Moreover, as to the filing of objections by the defendants, "[s]ection 440 . . . cannot be used to attack findings of fact."Iroquois Gas Transmission System v. Mileski, 43 Conn. App. 47,52, 682 A.2d 140 (1996). "Absent . . . [an] exception to the report, the trial court, in ruling on the objection, [is] limited to determining whether the subordinate facts were sufficient to support the ultimate factual conclusions." (Internal quotation marks omitted.) Id., 51. Despite the absence of a timely motion to correct and exceptions, the transcript has been reviewed, and there is ample testimony that the defendants did not complain about the plaintiff's competence until the plaintiff announced that he wanted to enforce the Severance Agreement.3 As such, the subordinate facts adequately support the referee's ultimate finding concerning the circumstances of the plaintiff's termination, and this finding should not be disturbed by this court.

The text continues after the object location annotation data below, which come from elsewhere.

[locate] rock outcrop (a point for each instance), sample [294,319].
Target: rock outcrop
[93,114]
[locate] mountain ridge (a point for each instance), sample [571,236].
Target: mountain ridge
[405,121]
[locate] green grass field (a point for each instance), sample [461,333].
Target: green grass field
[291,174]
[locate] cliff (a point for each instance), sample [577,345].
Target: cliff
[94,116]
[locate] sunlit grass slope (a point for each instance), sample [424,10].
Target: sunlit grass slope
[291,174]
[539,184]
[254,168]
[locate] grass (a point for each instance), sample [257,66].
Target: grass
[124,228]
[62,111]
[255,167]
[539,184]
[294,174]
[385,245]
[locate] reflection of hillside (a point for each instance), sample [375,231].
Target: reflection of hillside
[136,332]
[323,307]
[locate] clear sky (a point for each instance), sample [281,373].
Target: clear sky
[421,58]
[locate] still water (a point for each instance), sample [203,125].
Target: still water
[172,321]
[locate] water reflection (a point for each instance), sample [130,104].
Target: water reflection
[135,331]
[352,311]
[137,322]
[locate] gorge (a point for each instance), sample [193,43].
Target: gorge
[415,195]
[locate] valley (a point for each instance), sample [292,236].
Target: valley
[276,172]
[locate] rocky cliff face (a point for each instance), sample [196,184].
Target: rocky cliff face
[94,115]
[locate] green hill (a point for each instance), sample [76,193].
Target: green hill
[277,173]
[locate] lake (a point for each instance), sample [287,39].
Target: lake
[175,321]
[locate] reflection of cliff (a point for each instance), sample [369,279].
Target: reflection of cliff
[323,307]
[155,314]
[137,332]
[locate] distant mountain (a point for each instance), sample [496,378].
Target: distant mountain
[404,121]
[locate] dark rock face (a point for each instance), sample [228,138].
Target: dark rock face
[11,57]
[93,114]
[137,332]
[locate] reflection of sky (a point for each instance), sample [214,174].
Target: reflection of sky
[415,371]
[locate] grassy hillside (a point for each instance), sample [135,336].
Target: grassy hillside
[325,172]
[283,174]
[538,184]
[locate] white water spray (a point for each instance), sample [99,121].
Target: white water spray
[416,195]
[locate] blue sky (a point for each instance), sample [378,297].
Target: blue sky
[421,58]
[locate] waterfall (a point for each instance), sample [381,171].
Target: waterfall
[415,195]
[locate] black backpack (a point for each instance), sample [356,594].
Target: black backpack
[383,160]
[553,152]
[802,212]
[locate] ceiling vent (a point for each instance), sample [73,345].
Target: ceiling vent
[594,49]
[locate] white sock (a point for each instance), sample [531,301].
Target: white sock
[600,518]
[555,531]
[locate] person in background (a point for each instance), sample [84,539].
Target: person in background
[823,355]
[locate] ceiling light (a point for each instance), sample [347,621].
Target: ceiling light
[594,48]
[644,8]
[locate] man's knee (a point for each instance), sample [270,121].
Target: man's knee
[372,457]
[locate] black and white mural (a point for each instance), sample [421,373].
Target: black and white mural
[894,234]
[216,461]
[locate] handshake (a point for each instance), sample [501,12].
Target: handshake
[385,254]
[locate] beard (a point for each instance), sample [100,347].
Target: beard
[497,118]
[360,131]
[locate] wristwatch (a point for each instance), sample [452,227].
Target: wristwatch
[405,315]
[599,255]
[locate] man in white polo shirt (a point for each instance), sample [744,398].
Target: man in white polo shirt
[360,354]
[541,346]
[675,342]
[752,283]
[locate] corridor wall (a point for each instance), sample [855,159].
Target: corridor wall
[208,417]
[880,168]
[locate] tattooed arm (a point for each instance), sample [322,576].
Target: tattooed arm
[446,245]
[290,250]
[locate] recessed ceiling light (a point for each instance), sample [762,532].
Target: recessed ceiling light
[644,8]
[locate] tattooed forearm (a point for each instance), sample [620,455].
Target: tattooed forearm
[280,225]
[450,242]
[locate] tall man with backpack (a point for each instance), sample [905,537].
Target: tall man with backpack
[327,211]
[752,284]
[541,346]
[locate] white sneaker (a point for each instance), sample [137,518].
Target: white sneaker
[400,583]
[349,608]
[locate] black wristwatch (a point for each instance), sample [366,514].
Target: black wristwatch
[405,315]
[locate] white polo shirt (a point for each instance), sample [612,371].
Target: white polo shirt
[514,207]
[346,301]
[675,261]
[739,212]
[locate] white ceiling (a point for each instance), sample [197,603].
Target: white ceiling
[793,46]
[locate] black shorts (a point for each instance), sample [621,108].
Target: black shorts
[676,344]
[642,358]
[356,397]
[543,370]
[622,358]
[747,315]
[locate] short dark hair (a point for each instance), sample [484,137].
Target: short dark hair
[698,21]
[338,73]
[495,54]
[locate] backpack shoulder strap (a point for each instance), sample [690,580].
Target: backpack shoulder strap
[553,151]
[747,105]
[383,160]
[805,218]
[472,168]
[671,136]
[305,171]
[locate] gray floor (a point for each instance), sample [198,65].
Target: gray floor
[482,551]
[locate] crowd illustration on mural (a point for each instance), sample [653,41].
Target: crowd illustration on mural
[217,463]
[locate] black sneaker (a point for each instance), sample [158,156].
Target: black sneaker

Therefore, judgment is entered in favor of the plaintiff for $50,000, but without prejudgment interest under General Statutes § 37-3a. Since the judgment recovered is equal to the offer of judgment, the plaintiff is entitled to 12% annual interest in accordance with General Statutes § 52-192a.4 In this case, the interest amounts to $18,316.73, which, when added to $50,000, results in a total judgment in favor of the plaintiff and against the defendants for $68,316.73. Costs shall be taxed by the clerk.
So Ordered.
Dated at Stamford, Connecticut, this 27th day of November, 1996.